TC: The conference seemed to do a great job of dismissing this idea that black athletes have innate abilities or athleticism that makes them more “fit” for certain sports. Still, black athletes certainly have had great success in professional leagues in this country and statistically the NBA and NFL have a higher proportion of black males than the U.S. population at large. How do you account for the great amount of achievement that black athletes do have in these leagues?

BJ: That question is somewhat complex and these are things that I’ve kind of wanted to study a bit more scientifically but it’s something I touched on at the conference. I think it’s fascinating to observe, when you look at the NBA and the NFL, look class-wise. If you want to do an eyeball test on class, and you can reasonably do a decent job talking to somebody and listening to a bit of their story and figuring out, for the lack of a better term, what side of the tracks they come from. [For] black athletes, the narrative is much more about up from poverty, coming from poverty and reaching these points.
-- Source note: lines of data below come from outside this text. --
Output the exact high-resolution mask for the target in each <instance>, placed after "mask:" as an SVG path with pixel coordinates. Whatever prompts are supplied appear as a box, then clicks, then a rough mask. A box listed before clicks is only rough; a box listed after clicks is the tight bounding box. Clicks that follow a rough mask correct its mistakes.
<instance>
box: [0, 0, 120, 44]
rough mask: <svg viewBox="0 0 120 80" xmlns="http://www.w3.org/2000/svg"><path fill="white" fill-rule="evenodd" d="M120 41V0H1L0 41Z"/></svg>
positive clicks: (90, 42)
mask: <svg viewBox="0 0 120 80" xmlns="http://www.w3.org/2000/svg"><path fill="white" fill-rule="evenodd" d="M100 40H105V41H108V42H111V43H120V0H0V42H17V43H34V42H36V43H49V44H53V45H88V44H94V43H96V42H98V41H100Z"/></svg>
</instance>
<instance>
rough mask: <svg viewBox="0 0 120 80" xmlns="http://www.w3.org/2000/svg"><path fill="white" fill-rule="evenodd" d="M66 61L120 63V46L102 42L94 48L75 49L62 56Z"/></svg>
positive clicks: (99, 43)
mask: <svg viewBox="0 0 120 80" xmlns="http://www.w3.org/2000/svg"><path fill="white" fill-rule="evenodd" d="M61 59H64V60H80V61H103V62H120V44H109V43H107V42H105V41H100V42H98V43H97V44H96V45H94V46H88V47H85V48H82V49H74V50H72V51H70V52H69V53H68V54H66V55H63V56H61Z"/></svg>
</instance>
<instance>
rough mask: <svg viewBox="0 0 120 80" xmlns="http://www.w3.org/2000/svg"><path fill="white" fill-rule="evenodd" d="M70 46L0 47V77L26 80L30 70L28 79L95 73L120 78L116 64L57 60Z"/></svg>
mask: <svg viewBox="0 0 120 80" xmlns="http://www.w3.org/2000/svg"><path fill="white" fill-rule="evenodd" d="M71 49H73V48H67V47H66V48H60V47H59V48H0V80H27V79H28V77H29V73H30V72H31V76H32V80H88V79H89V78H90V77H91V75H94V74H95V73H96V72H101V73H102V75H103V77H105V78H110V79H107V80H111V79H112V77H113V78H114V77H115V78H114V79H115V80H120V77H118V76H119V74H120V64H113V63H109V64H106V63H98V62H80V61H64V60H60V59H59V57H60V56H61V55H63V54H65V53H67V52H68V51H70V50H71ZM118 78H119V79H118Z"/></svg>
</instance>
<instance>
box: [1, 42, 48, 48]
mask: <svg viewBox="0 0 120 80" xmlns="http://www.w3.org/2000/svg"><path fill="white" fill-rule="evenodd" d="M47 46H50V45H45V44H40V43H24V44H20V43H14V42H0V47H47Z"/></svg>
This is the story all the time that we get with basketball players, that you have to remember the backgrounds that these guys come from. Well, very often, that is the case that those are the backgrounds that they do come from. When you see white guys in the league, think about how many of them are sons of former players or coach’s sons. It’s a very common thing. It seems to me, at least from this distance, is that what motivates black players to do the things that you have to do to become a professional athlete are born of the incentive structures, that this is your ticket to get out. With white athletes, it’s very much about access to facilities.
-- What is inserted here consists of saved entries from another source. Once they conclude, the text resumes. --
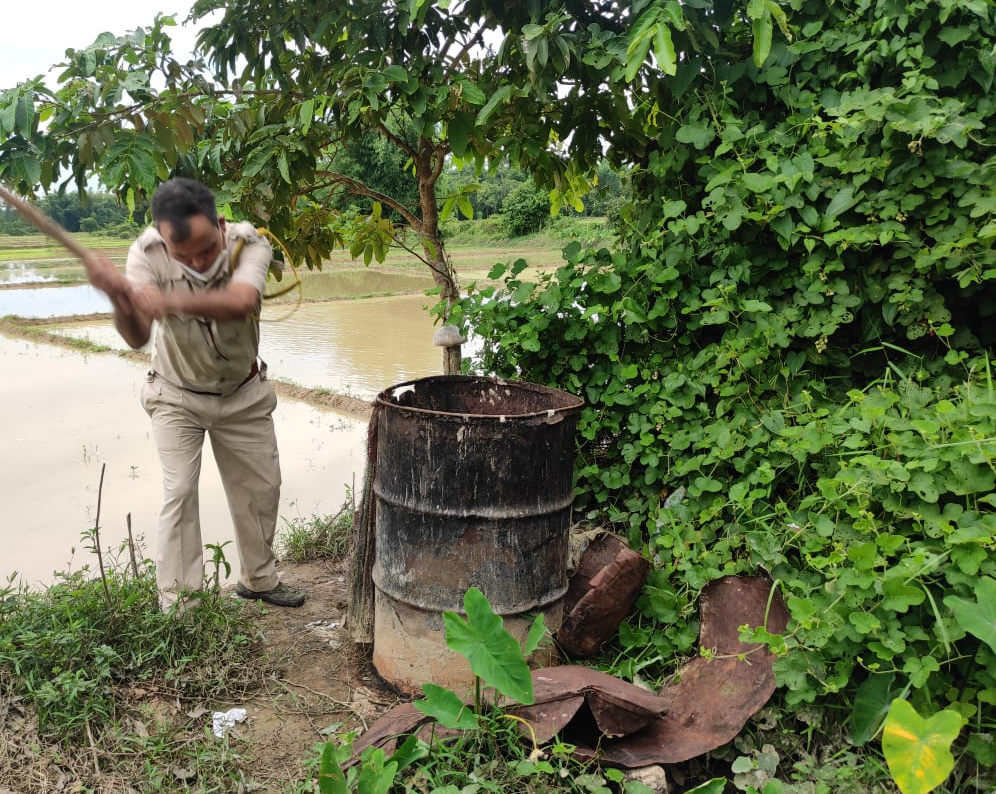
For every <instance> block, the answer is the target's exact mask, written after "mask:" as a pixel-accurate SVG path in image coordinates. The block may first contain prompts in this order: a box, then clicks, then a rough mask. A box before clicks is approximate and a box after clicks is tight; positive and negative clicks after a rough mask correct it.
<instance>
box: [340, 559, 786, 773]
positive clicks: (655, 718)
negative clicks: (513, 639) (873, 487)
mask: <svg viewBox="0 0 996 794" xmlns="http://www.w3.org/2000/svg"><path fill="white" fill-rule="evenodd" d="M700 610H701V615H702V628H701V631H700V635H699V638H700V644H701V646H702V647H705V648H708V649H709V650H710V651H711V655H710V658H706V657H704V656H700V657H697V658H695V659H693V660H692V661H691V662H689V663H688V664H687V665H685V666H684V667H683V668H682V669H681V671H680V673H679V675H678V676H677V677H676V678H677V683H675V684H673V685H668V686H665V687H664V688H663V689H662V690H661V692H660V694H659V695H654V694H653V693H651V692H647V691H646V690H645V689H642V688H640V687H637V686H634V685H633V684H629V683H627V682H625V681H622V680H620V679H617V678H614V677H613V676H609V675H606V674H604V673H600V672H598V671H596V670H591V669H589V668H586V667H582V666H575V665H567V666H560V667H549V668H545V669H541V670H535V671H533V684H534V692H535V703H534V704H533V705H530V706H511V707H509V709H508V710H509V712H511V713H514V714H517V715H518V716H521V717H523V718H524V719H527V720H529V721H530V722H531V724H532V725H533V729H534V731H535V732H536V736H537V739H538V740H539V741H540V742H543V741H547V740H549V739H550V738H552V737H553V736H556V735H559V736H561V738H562V739H564V741H567V742H569V743H571V744H574V745H575V746H576V750H575V753H576V755H578V756H579V757H581V758H589V759H594V760H597V761H599V762H600V763H603V764H606V765H608V766H620V767H644V766H648V765H651V764H676V763H681V762H683V761H687V760H689V759H691V758H695V757H696V756H699V755H703V754H704V753H707V752H709V751H710V750H714V749H716V748H717V747H721V746H722V745H724V744H726V743H727V742H729V741H731V740H732V739H733V738H734V737H735V736H736V735H737V734H738V733H739V732H740V731H741V730H743V727H744V725H745V724H746V723H747V720H748V719H750V717H751V716H752V715H753V714H755V713H756V712H757V711H758V710H760V709H761V707H762V706H764V704H765V703H766V702H767V701H768V699H769V698H770V697H771V695H772V694H773V693H774V690H775V679H774V673H773V671H772V668H771V663H772V661H773V660H774V657H773V656H772V655H771V654H770V653H768V652H767V650H766V649H765V648H764V647H763V646H760V645H748V644H745V643H742V642H740V640H739V636H738V635H739V627H740V626H742V625H749V626H752V627H756V626H764V627H765V628H766V629H767V630H768V631H769V632H771V633H773V634H777V633H781V632H783V631H784V630H785V626H786V625H787V623H788V610H787V609H786V607H785V604H784V602H783V600H782V598H781V595H780V594H779V593H778V592H777V590H775V589H774V588H773V585H772V583H771V582H770V581H768V580H767V579H760V578H748V577H734V576H728V577H724V578H722V579H718V580H716V581H714V582H710V583H709V584H708V585H706V587H705V588H704V589H703V591H702V595H701V604H700ZM428 722H429V718H428V717H426V716H425V715H423V714H421V712H418V711H417V710H416V709H415V708H414V706H412V705H411V704H403V705H401V706H396V707H395V708H393V709H391V710H390V711H388V712H387V713H386V714H385V715H384V716H383V717H381V719H380V720H378V721H377V722H376V723H374V725H373V726H372V727H371V729H370V730H369V731H368V732H367V733H366V734H364V735H363V736H361V737H360V738H359V739H358V740H357V742H356V744H355V745H354V748H353V749H354V754H355V755H358V754H359V752H360V751H362V749H363V748H364V747H367V746H370V745H372V744H375V745H378V746H381V747H384V748H385V750H387V751H388V752H390V750H392V749H393V748H394V747H395V746H396V742H397V739H398V737H399V736H403V735H405V734H407V733H411V732H412V731H415V730H418V729H419V727H420V726H423V727H424V726H425V725H426V723H428ZM437 735H438V731H437ZM354 757H355V756H354Z"/></svg>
The question I would ask is, how is it that there are so many black players in the NFL but there are still so few black quarterbacks and so often by the time black quarterbacks get to the NFL they are poorly prepared to run a drop-back offense? Well I saw a story about Jimmy Clausen and Matt Barkley before the Notre Dame-USC game and they were going through all these different similarities that they both have. One thing they shared in common was they both worked with the same quarterback guru coming up. It’s like, really? It’s almost like the new violin: If you’ve got money, you take your kids to get lessons and you become cultured and versed at playing quarterback.